Mr. Christie himself is often part of the staged action, but this night he was relegated to the role of head cheerleader for much of the first half of the program, since the Paleolithic music of Monteverdi and Cavalli often required no conductor. Dressed in primavera colors, the aspirants demonstrated a wide range of vocal talent, an enviable amount of physical grace, and a rather narrow spectrum of thespianism (there is a certain Stepford feel to a Christie presentation).
Les Arts also adds variety by positioning its instrumentalists in varying spots. At the commencement of the evening, all who didn’t have to sit marched onto the stage while intoning the introduction to Monteverdi’s Questi vaghi concenti. Sometimes the orchestra members stood antiphonally, sometimes they sat, with the higher strings all on stage right, but with their order reversed from the modern format, with the violas on the outside and the solo violinist closest to the center. Those who performed sometimes stood as the others, including Mr. Christie, sat and observed.

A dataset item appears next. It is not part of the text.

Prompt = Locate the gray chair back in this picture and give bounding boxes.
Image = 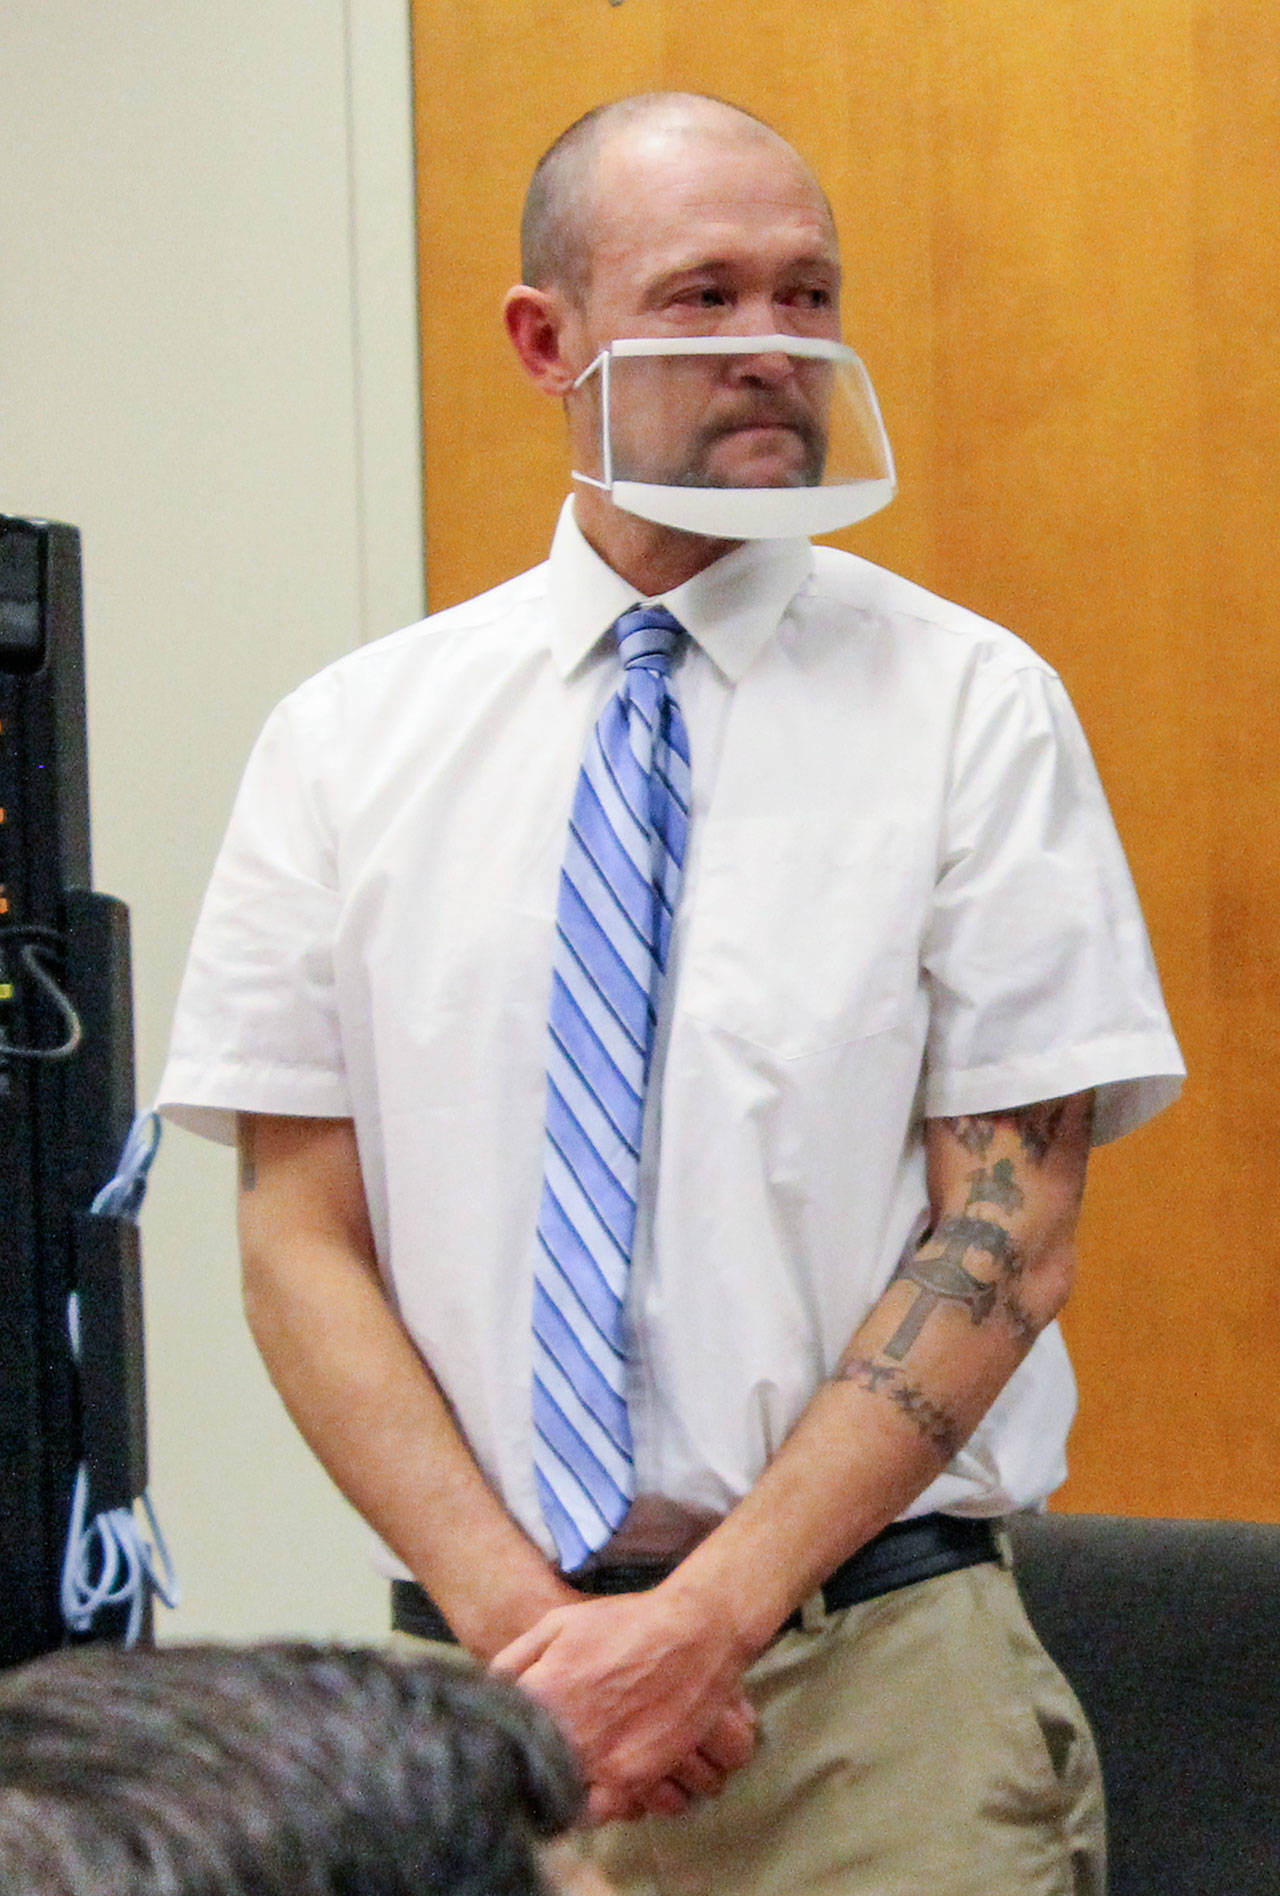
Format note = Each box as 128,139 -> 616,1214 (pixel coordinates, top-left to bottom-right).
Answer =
1008,1512 -> 1280,1896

The first half of the concert consisted of very early music, focusing on the period that heard the invention of the opera. The young people did a fine job in the madrigals, but seemed somewhat strained in the more dramatic operatic roles. Mr. Christie plans to bring a work featuring nine countertenors to Lincoln Center next season, and this night we heard one of these distinctively voiced creatures, the Pole Michal Czerniawski, in an emotive Lucidissima face from Cavalli’s Calisto.

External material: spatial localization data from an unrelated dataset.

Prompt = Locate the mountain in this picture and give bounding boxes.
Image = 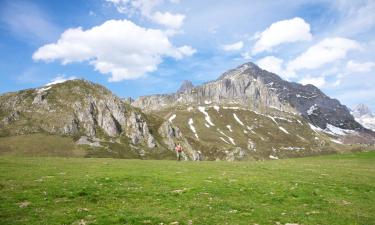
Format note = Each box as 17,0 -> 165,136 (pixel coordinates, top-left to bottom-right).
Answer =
352,104 -> 375,131
177,80 -> 194,93
1,62 -> 374,160
0,80 -> 176,158
133,62 -> 363,131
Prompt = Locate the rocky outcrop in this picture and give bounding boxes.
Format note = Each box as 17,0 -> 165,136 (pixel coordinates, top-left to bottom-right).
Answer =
158,121 -> 197,159
177,80 -> 194,93
133,62 -> 363,131
0,80 -> 157,148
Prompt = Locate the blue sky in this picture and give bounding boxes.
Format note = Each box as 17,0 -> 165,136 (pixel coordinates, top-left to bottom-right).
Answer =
0,0 -> 374,110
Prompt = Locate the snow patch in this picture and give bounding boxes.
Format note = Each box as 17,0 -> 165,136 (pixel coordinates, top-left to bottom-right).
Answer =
233,113 -> 244,126
220,137 -> 230,144
309,123 -> 322,133
36,86 -> 51,94
307,104 -> 318,115
279,126 -> 289,134
331,139 -> 343,144
188,118 -> 199,139
269,155 -> 279,160
217,129 -> 235,145
223,106 -> 239,110
226,125 -> 233,132
187,106 -> 193,112
267,115 -> 278,124
198,106 -> 215,126
280,147 -> 305,151
325,124 -> 354,136
204,123 -> 210,128
204,100 -> 212,104
213,105 -> 220,112
168,114 -> 176,123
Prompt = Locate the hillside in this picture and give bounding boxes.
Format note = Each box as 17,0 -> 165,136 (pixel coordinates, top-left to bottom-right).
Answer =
0,62 -> 374,160
0,80 -> 174,159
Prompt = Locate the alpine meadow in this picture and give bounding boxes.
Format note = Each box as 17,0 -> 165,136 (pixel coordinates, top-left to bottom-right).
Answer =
0,0 -> 374,224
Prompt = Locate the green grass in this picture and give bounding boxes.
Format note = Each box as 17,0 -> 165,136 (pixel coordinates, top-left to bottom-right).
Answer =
0,152 -> 374,225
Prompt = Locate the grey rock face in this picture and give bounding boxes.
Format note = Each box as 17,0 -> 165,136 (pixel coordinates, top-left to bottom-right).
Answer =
158,121 -> 195,158
0,80 -> 157,148
177,80 -> 194,93
133,62 -> 363,131
352,104 -> 373,117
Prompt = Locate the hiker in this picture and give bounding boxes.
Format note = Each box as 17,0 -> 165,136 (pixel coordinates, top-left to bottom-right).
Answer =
175,143 -> 183,161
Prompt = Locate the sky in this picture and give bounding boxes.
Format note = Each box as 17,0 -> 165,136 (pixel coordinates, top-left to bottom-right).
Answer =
0,0 -> 374,111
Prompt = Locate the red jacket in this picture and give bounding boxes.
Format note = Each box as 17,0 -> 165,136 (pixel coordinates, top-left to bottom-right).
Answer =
175,145 -> 183,152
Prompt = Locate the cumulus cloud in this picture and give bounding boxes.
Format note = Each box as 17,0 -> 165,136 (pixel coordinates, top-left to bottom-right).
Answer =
151,11 -> 185,29
287,37 -> 361,73
256,56 -> 286,77
33,19 -> 195,82
221,41 -> 244,51
346,60 -> 375,73
252,17 -> 312,55
106,0 -> 185,29
45,75 -> 77,86
299,76 -> 326,88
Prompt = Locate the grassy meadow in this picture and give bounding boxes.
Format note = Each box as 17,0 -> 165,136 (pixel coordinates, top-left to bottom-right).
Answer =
0,152 -> 374,225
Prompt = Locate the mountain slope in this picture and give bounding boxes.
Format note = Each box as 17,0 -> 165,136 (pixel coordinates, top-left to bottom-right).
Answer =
0,63 -> 373,160
133,62 -> 363,131
0,80 -> 174,158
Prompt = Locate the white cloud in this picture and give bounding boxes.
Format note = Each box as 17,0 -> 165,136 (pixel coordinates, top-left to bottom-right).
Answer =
287,37 -> 361,73
221,41 -> 244,51
33,19 -> 195,82
335,0 -> 375,36
106,0 -> 185,29
45,75 -> 77,86
252,17 -> 312,55
151,11 -> 185,29
299,76 -> 326,88
256,56 -> 286,76
346,60 -> 375,73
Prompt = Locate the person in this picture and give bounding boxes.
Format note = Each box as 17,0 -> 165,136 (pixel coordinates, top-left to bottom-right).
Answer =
175,142 -> 183,161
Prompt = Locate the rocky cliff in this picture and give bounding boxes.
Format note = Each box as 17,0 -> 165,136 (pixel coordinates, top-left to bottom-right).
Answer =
132,62 -> 363,131
0,80 -> 158,150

But in the second half, when Mr. Christie awoke and conducted scenes and arias from the Baroque and Classical periods, the chinks in the cast’s armor became more noticeable. Claire Meghnagi, who was paired with Mr. Czerniawski for a duet from Handel’s Arminio, was all over the place, flatting regularly and becoming very shrill at the conclusion. Bulgarian soprano Sonya Yoncheva was much better, shaping her phrases deliciously in M’hai resa infelice from the same composer’s Deidamia,
American Laura Hynes Smith was sailing along impressively in Furia di donna irata from Piccinni’s — no, not Puccini’s — La buona figliuola when the higher register did her in unmercifully. Still, her high-energy version won the heartiest ovation from the sold-out house. Best of the lot was mezzo-soprano Amaya Dominguez, who, in a considered rendition of Vo’ far guerra from Handel’s Rinaldo, not only shaped a fully formed portrait of the rejected sorceress Armida, but wandered over to the harpsichord while Benoit Hartoin was playing his extended solo, and caressed the instrument in sensual, mad-scene style.
Spring gardens often appear a bit sparse. The real test is how they bloom in late summer.